[Go-essp-tech] comparison of GDS2.0 with climate modellers format CMIP5

Fri Mar 18 17:25:57 MDT 2011

Hi Bryan,

I am definitely on board with your approach!  And we definitely all want to ensure GHRSST L3 products (or some subset of them) are available to CMIP5.  A couple more comments below...

On Mar 18, 2011, at 3:31 PM, Bryan Lawrence wrote:

> Hi Folks
> 
> I've seen some of your correspondence on the above subject.
> 
> Suffice to I think it'd be helpful if this discussion was  conducted on a 
> slightly wider stage. To that end, I've copied in the go- essp-tech 
> list, where you'll get the folk who have devised the CMIP5 
> data standards - and data distiribution system. 
> 
> There are some general points that might help in the discussoin to 
> follow:
> 
> CMOR is absolutely a tool devised for climate model data output, and 
> some of the things you find strange (demanding double precisoin etc) are 
> absolutely necessary in that context ...
> 
> The decision to use NetCDF3 rather than NetCDF4 was taken some time ago 
> after much discussion and heartache (and we had just about settled on 
> NetCDF4 before we did an "about turn"). In practice, many of the reasons 
> we used are probably not now relevant, but we are where we are ... wrt 
> the CMIP5 model data! (Which is to say I think there might be room to do 
> things differently with the EO data.)
> (Incidentally however, the 2 GB limit is helpful in chunking data over 
> low bandwidth links ... and we need to deal with between file aggregation 
> for many other reasons, so it's not a big deal if we break things up).
> 

It is not a huge deal to stick with netCDF-3, especially given some of the other choices you've made like limiting to single variable files.  We've worked extensively with netCDF-3, but at US NODC have been focussed a lot lately on netCDF-4 and the performance aspects are especially useful for large, multi-variable files.  Did I read somewhere that CMIP5 prefers monthly, one-degree resolution EO data?  I do see that your directory and file name structures handle other frequencies so maybe I am wrong about that monthly, one-degree part.

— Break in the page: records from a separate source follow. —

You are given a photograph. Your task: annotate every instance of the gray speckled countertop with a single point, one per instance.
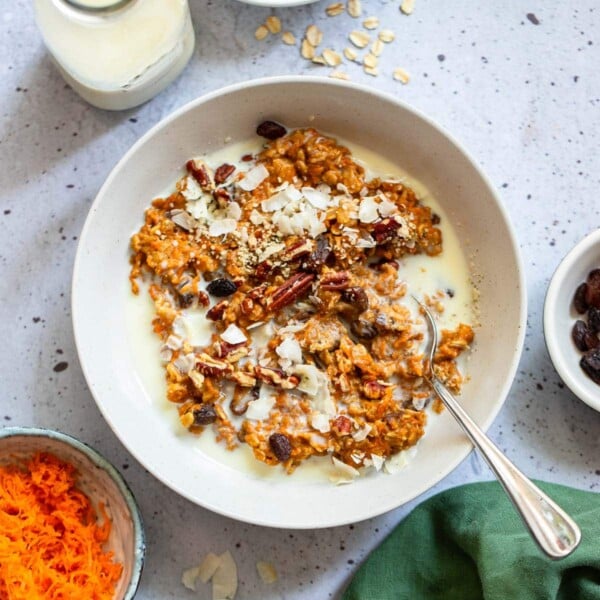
(516, 82)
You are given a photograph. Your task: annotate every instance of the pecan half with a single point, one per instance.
(385, 230)
(212, 367)
(335, 281)
(200, 171)
(216, 312)
(276, 377)
(223, 173)
(295, 287)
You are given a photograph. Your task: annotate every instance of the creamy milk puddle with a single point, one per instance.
(423, 274)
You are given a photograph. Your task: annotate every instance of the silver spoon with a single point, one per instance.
(553, 530)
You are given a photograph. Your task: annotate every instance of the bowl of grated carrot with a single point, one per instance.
(69, 525)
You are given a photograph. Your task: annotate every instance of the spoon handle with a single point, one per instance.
(554, 531)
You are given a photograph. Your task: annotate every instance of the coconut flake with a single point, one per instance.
(222, 227)
(377, 461)
(290, 349)
(185, 363)
(266, 571)
(225, 578)
(386, 207)
(233, 335)
(253, 178)
(320, 422)
(207, 568)
(234, 211)
(367, 211)
(343, 473)
(260, 408)
(188, 578)
(190, 188)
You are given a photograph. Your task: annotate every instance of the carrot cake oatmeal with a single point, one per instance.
(295, 259)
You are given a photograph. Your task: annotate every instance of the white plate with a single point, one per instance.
(363, 116)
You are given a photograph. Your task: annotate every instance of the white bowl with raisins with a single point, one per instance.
(572, 320)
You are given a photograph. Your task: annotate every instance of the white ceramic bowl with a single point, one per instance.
(101, 482)
(560, 316)
(361, 115)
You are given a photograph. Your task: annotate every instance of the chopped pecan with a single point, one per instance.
(216, 312)
(212, 367)
(200, 171)
(385, 230)
(296, 250)
(223, 173)
(295, 287)
(230, 352)
(242, 378)
(341, 425)
(334, 281)
(276, 377)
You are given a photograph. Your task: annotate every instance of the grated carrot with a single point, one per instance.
(50, 540)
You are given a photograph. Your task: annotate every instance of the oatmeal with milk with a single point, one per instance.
(300, 269)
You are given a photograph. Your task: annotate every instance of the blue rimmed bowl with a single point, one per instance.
(101, 482)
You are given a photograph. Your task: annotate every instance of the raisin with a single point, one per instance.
(221, 287)
(583, 337)
(319, 257)
(590, 363)
(271, 130)
(592, 295)
(579, 301)
(357, 297)
(594, 319)
(205, 415)
(281, 446)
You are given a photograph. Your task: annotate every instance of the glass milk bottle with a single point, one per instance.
(117, 53)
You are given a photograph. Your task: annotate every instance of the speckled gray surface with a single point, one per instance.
(517, 83)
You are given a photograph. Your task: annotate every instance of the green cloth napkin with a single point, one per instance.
(468, 543)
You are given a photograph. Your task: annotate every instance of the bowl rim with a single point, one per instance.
(99, 461)
(550, 306)
(331, 83)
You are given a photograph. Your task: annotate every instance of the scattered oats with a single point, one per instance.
(371, 23)
(225, 578)
(359, 38)
(387, 36)
(273, 24)
(261, 33)
(350, 53)
(314, 35)
(333, 10)
(266, 572)
(332, 58)
(210, 563)
(307, 50)
(370, 61)
(377, 47)
(339, 75)
(401, 75)
(354, 8)
(407, 6)
(288, 38)
(188, 578)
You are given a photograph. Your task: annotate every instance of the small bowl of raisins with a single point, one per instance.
(572, 320)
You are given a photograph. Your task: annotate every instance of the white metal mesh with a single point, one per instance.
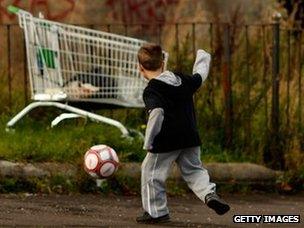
(74, 63)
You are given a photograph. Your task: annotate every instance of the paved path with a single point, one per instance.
(101, 211)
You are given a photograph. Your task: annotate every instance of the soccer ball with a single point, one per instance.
(101, 161)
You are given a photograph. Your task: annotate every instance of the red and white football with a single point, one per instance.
(101, 161)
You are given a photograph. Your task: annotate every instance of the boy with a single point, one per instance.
(172, 134)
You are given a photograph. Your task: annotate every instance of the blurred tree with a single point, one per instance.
(295, 11)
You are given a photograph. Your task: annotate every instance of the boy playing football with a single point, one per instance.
(172, 134)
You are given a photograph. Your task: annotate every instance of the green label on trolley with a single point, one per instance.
(47, 57)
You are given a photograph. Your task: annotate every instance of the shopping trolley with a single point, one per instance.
(68, 63)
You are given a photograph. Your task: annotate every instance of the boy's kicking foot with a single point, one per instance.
(147, 219)
(216, 203)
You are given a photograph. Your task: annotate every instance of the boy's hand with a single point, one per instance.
(202, 63)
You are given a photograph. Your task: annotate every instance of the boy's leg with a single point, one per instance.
(197, 179)
(194, 173)
(155, 169)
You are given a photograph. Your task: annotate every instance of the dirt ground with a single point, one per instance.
(112, 211)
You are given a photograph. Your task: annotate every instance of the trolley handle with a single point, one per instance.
(22, 14)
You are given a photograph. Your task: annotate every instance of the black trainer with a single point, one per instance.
(148, 219)
(216, 203)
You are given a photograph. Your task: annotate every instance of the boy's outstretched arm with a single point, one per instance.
(202, 64)
(156, 118)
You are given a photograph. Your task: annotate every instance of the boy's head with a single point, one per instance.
(150, 58)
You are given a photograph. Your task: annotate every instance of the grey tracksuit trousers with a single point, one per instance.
(155, 169)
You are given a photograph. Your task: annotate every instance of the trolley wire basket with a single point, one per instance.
(69, 63)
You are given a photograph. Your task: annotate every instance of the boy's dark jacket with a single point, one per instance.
(179, 128)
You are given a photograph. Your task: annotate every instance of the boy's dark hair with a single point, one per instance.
(150, 56)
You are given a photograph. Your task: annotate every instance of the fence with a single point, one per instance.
(252, 100)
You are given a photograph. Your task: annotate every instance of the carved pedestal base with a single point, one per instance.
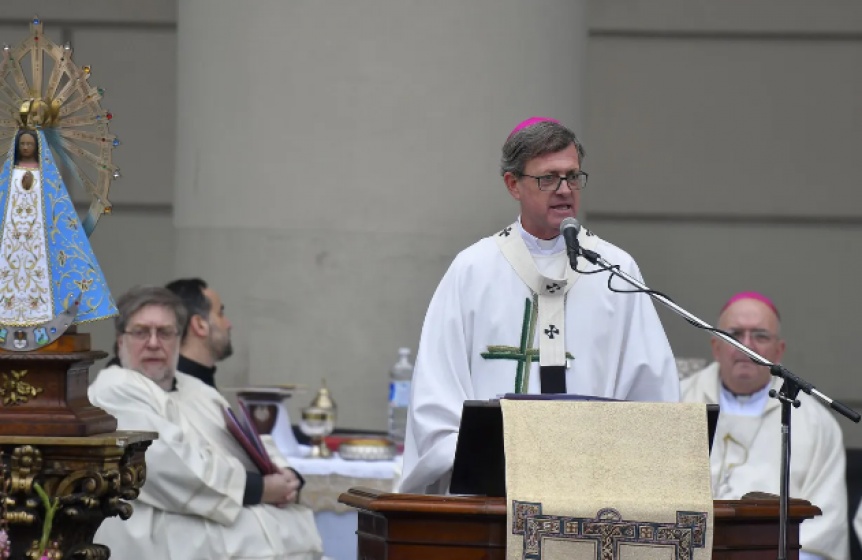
(90, 477)
(44, 392)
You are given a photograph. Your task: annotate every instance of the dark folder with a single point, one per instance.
(480, 462)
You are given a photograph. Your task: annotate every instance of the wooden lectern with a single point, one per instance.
(422, 527)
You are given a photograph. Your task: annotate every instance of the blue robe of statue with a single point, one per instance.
(45, 257)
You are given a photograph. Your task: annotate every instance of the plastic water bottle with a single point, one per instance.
(400, 378)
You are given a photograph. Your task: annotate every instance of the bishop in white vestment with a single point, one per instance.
(511, 305)
(746, 452)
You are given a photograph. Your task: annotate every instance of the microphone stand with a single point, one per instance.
(786, 394)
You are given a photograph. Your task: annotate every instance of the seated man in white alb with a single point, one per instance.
(203, 497)
(746, 453)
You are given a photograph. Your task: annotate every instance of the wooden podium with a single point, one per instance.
(421, 527)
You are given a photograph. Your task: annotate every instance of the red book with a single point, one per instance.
(246, 434)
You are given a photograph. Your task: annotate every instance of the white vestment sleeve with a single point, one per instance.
(441, 384)
(825, 487)
(183, 477)
(646, 357)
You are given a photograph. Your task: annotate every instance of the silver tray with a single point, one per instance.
(367, 449)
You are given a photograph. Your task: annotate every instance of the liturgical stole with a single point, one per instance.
(551, 296)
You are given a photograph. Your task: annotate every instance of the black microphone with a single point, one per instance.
(570, 229)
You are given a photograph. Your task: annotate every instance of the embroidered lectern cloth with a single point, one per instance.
(607, 480)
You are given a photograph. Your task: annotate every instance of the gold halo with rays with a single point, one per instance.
(41, 87)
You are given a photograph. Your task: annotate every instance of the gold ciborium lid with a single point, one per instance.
(323, 399)
(318, 421)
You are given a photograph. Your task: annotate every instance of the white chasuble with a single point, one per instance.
(746, 457)
(482, 332)
(190, 507)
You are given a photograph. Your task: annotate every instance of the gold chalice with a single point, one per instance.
(318, 421)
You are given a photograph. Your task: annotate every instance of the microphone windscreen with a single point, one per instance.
(570, 223)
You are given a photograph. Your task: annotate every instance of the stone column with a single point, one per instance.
(334, 157)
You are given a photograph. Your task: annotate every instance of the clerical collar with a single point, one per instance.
(197, 369)
(744, 405)
(538, 246)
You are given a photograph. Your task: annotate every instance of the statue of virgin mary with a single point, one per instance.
(49, 276)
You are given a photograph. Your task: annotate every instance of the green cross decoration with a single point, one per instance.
(524, 354)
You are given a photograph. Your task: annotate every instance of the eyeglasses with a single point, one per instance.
(143, 334)
(576, 180)
(759, 336)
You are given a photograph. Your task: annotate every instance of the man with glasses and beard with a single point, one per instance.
(746, 453)
(207, 334)
(204, 498)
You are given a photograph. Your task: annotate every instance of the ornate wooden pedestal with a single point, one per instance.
(90, 477)
(44, 392)
(51, 435)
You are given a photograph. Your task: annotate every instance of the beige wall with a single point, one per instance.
(723, 142)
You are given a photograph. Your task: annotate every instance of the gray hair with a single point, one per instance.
(546, 137)
(141, 296)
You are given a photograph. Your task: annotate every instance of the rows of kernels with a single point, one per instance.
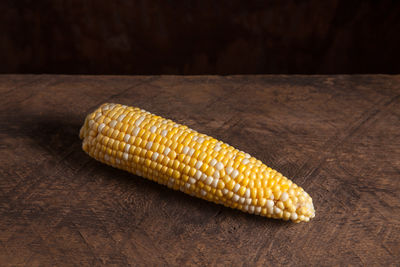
(182, 159)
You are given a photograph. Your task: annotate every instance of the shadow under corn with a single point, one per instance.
(58, 138)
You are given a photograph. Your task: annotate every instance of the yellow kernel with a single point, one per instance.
(210, 171)
(172, 154)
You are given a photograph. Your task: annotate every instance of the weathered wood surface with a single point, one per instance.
(336, 136)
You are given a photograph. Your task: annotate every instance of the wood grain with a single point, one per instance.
(336, 136)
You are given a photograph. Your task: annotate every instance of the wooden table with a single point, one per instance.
(336, 136)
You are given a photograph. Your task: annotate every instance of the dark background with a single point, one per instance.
(199, 37)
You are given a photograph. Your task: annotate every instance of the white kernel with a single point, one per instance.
(101, 127)
(121, 117)
(185, 150)
(284, 196)
(197, 175)
(219, 166)
(217, 148)
(127, 137)
(113, 123)
(149, 145)
(164, 133)
(277, 210)
(251, 209)
(199, 164)
(136, 131)
(155, 156)
(236, 188)
(213, 162)
(191, 152)
(235, 173)
(258, 209)
(166, 151)
(140, 120)
(153, 129)
(127, 147)
(247, 193)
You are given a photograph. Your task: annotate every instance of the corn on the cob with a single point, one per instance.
(147, 145)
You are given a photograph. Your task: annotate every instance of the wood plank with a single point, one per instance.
(336, 136)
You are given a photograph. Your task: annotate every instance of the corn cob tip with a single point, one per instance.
(174, 155)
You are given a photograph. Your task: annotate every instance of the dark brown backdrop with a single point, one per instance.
(198, 37)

> Which brings me to this:  The CMIP5 community is working to 
> accommodating  EO data, but indeed there are signifcant diffences, and 
> many of those are  obviously evident in the relative importance folks 
> apply to the various  CF headers. My personal opinion is that the way 
> forward is to itemise  the specific difference, and then have a disucssion 
> as to why one might do  things in a specific way.
> 

That is exactly the approach I'd like to take too!

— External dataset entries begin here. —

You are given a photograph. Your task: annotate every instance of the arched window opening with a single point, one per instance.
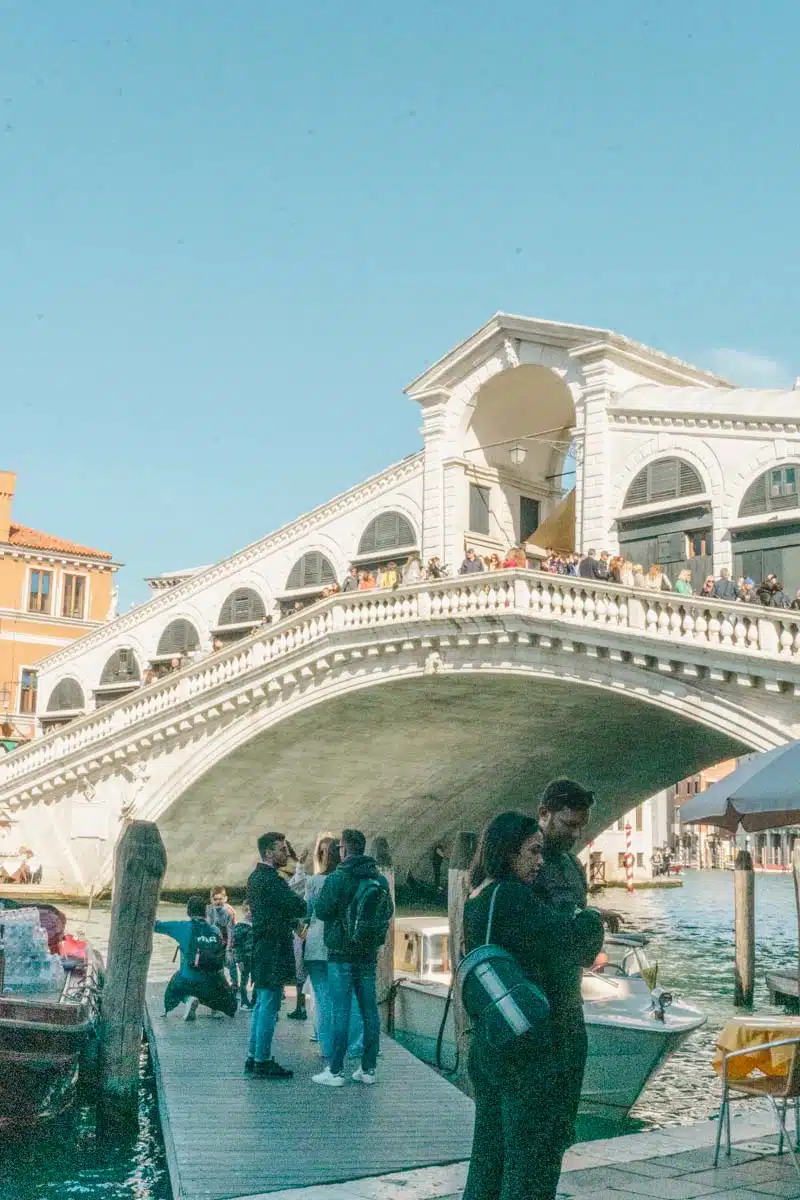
(774, 491)
(179, 637)
(66, 697)
(667, 479)
(313, 570)
(242, 606)
(120, 676)
(240, 615)
(386, 532)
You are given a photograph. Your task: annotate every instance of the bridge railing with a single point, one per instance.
(655, 617)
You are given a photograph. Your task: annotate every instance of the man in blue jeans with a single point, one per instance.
(355, 906)
(275, 911)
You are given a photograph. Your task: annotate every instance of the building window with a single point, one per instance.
(38, 599)
(242, 606)
(528, 517)
(667, 479)
(773, 491)
(698, 544)
(390, 531)
(74, 597)
(28, 691)
(479, 509)
(313, 570)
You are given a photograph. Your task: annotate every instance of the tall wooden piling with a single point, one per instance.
(385, 965)
(139, 865)
(461, 859)
(745, 929)
(795, 874)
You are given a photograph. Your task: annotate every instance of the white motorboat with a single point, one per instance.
(633, 1025)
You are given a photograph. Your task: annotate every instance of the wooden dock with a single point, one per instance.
(229, 1135)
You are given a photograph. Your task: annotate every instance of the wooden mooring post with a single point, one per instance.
(385, 965)
(461, 861)
(139, 865)
(745, 929)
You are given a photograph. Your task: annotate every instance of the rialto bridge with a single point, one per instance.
(410, 713)
(417, 712)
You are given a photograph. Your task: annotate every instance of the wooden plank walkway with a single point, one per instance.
(229, 1135)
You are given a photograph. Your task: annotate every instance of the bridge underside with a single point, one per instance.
(420, 760)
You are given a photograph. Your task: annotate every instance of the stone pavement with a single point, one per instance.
(663, 1164)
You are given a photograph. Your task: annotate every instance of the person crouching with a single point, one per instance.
(199, 978)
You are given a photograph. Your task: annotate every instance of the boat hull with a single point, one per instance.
(623, 1057)
(41, 1049)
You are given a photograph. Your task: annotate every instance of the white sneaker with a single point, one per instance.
(329, 1079)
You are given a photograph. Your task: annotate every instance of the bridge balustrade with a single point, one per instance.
(564, 600)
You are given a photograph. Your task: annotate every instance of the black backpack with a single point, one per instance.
(368, 917)
(206, 951)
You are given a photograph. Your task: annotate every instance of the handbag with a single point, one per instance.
(497, 994)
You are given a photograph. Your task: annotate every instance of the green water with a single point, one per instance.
(691, 931)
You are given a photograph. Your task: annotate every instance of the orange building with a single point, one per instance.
(50, 592)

> For example, if you want level 3 EO data to be easily useful by the CMIP 
> community (and I believe you do), then I suggest you conform as closely 
> as you can to the CMIP5 paradigm.  Remember that the CMIP5 protocol is 
> already the joint agreement of hundreds of climate modellers ...
> 

Yes, we understand that concept in GHRSST.  The GHRSST Data Specification v2.0 (GDS2) is the result of a multi-year effort of lots (maybe hundreds, or at least one hundred) SST data providers and users.  It's been officially published and while it does have a routine update cycle, it can't be changed in any massive way at this point. But that is ok since the GDS2 and CMIP5 share the same CF-compliant netCDF "backbone" if you will, which already ensures a lot of compatibility and should make our efforts to convert to your forms relatively straightforward.  However, I think we all understand intuitively that when it comes to real data interoperability the devil is definitely in the details.  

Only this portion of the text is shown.